I will be 40 years old in February. I am just sitting here thinking about the differences that my son will have that I did not enjoy but have seen come to fruition in my lifetime. I know this is nothing new and generation after generation have the same speech but now I do see the wonder of it as technology and societal mores change and advance. I want to catalog this so when I give my son the "In my day" speech I'll have footnotes to review since I don't have the sharpest of memories right now and don't see that as reversing any time soon.
The first thing I will mention is television, or I should say: Television. I capitalize it because Television is such a mainstay in my life.

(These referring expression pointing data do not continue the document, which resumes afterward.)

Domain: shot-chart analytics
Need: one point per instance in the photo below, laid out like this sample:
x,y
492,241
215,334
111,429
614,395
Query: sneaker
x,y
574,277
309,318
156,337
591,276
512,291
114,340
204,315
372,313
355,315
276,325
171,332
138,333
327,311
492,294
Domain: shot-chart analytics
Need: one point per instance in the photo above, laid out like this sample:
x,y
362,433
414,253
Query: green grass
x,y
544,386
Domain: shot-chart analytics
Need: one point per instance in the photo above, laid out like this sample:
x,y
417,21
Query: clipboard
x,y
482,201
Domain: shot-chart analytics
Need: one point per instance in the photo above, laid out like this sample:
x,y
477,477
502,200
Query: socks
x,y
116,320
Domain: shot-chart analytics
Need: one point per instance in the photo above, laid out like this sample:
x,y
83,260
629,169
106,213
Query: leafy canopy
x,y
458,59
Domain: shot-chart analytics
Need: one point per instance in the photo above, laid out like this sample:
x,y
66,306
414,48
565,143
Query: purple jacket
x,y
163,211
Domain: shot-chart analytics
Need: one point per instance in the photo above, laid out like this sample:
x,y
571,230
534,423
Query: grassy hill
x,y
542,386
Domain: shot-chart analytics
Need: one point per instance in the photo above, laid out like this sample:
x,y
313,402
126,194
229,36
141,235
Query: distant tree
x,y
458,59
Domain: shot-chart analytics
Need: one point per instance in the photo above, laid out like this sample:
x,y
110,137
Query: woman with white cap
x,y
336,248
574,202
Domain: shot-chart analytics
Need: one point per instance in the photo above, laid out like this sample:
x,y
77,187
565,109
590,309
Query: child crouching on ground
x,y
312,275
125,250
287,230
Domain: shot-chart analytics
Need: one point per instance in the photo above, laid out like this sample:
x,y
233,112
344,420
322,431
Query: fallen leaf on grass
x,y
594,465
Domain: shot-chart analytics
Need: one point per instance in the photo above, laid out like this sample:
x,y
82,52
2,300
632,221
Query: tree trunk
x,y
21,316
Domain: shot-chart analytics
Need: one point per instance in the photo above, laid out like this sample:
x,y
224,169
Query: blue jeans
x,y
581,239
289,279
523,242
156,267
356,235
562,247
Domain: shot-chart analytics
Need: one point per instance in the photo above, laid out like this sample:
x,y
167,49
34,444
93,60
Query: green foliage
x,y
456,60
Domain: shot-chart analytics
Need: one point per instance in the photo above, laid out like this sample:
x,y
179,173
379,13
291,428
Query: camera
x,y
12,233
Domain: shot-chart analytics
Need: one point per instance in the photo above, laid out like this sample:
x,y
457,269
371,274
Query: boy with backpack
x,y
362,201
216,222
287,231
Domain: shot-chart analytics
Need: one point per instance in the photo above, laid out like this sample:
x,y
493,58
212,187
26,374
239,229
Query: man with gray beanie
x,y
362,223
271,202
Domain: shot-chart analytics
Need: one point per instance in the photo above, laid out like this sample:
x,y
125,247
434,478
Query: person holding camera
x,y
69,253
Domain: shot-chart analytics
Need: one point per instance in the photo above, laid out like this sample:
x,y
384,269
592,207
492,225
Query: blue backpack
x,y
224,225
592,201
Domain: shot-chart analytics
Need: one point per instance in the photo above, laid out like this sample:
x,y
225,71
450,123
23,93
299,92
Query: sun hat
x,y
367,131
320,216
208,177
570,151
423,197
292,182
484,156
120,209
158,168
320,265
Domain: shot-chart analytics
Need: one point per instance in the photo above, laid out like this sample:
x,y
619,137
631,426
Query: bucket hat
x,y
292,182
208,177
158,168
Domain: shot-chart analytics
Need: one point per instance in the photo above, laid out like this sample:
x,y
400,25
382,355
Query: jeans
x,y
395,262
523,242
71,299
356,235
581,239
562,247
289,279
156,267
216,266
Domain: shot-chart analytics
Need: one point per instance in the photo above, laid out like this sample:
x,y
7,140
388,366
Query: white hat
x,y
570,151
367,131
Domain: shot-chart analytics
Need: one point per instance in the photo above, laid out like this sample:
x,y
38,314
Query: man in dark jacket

As a youth it was television, a large wooden piece of furniture housing smaller tubes and little electronic components surrounding a large picture tube. You would have to walk to it to turn it on, waiting the few minutes it took for the CRT to warm up. Our family was on the low end of middle class so we had a black and white set instead of the nice color sets. When the picture would start to lose its horizontal or vertical hold a slap or kick on the side of the set would fix it.

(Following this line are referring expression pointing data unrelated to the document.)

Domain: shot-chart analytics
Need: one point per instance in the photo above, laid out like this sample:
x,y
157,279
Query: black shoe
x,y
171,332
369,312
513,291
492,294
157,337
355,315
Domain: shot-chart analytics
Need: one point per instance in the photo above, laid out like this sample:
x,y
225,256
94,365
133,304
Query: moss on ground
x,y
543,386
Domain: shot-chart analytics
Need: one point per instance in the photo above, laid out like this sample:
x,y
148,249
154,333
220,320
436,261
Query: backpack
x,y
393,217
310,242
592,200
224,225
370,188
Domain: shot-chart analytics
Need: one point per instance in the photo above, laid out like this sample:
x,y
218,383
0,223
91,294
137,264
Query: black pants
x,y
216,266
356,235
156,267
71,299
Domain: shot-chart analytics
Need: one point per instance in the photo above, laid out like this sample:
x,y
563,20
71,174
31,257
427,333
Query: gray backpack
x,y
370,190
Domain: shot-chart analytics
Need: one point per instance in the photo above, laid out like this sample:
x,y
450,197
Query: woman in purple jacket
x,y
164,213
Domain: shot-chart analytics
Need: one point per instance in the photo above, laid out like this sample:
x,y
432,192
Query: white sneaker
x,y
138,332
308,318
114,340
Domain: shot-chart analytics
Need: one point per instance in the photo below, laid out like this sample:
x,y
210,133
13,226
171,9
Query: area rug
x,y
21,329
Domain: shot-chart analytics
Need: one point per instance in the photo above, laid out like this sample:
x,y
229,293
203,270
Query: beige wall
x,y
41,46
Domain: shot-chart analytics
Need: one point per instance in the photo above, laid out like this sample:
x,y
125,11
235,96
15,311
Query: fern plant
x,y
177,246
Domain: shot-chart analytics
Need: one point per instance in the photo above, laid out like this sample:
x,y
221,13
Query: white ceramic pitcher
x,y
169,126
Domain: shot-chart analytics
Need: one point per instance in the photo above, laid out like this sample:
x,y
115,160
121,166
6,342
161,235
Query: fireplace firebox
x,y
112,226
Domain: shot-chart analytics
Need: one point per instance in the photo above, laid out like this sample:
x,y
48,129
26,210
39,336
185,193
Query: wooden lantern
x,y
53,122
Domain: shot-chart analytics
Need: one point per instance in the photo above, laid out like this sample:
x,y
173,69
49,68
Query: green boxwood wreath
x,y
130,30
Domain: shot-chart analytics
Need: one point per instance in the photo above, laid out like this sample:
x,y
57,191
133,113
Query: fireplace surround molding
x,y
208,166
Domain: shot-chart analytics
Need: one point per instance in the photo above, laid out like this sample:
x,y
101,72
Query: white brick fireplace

Once it warmed up we had a smorgasbord of options to view, within the 3 major networks, 3 smaller local networks and 3 public television networks along the VHF and UHF airwave spectrums we had availble to us. Television began broadcasting between 5:00 and 6:00 in the morning and stopped at 3:00 or 4:00, and those were the major stations, the smaller ones began later and ended earlier.

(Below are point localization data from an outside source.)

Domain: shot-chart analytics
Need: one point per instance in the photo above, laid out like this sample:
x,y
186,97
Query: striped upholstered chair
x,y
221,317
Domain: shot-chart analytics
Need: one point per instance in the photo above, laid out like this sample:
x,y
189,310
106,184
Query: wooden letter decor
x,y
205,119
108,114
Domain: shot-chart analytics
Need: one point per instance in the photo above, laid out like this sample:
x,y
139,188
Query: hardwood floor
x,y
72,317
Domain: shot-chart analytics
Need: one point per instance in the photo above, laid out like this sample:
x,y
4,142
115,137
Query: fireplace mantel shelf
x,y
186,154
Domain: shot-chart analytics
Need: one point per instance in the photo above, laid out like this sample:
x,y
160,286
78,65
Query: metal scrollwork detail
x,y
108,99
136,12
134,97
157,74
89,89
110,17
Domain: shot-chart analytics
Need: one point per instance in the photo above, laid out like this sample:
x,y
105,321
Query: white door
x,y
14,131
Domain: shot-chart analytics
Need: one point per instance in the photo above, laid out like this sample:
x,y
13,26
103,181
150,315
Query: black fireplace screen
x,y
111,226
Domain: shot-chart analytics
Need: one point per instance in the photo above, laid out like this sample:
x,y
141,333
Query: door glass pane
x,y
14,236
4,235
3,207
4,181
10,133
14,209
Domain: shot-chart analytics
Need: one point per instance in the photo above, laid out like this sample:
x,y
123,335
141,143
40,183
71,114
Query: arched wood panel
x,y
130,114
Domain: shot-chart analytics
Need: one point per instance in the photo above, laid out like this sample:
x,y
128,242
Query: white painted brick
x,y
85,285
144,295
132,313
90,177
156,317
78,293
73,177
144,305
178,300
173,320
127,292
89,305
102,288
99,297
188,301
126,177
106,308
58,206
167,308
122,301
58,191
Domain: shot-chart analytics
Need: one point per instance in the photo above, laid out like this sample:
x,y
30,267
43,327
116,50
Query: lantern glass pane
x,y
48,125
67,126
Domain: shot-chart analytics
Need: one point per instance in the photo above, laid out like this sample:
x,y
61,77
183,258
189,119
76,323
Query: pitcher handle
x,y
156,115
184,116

That was broadcast television in the 60's and 70's. There was no cable television, with Manhattan being the sole exception. All sports events were aired on regular broadcast television. The only major cable station was HBO which was captured with an antenna, hundreds of antennas sprewn about the outer boroughs aimed towards the Empire State Building. Our first color television was a small 9 inch television which sat on top of the big black and white set.
Friday and Saturday nights was for Creature Features. Saturday mornings was the day for cartoons. All morning long, cartoons. Sunday mornings was for the Bowery Boys (East Side Kids) and Abbot and Costello. On Thanksgiving day, cartoons would air as well. Christmas was the season for Rankin-Bass, the company that seemed to only work with claymation. Also on Christmas was the venerable March of the Wooden Soldiers: Laurel and Hardy, and It's a Wonderful Life. All day long on any station that you would turn to you would find It's a Wonderful Life.
Television is a bigger thing now, a media Juggernaut that sweeps along at 500 channels. A multimedia conglomerate that pushes itself along lobbying for regulation and then lobbying for deregulation and then lobbying for regulation again in 12 year cycles, each time saying it is for the consumers benefit. In all these years the only people I've seen benefit are the television and cable stations. The consumers always end up paying more and more. It's always the consumers that foot the bill for television's expansion, both in the form of monthly fees and taxes. That's why I now call it Television with a capital T.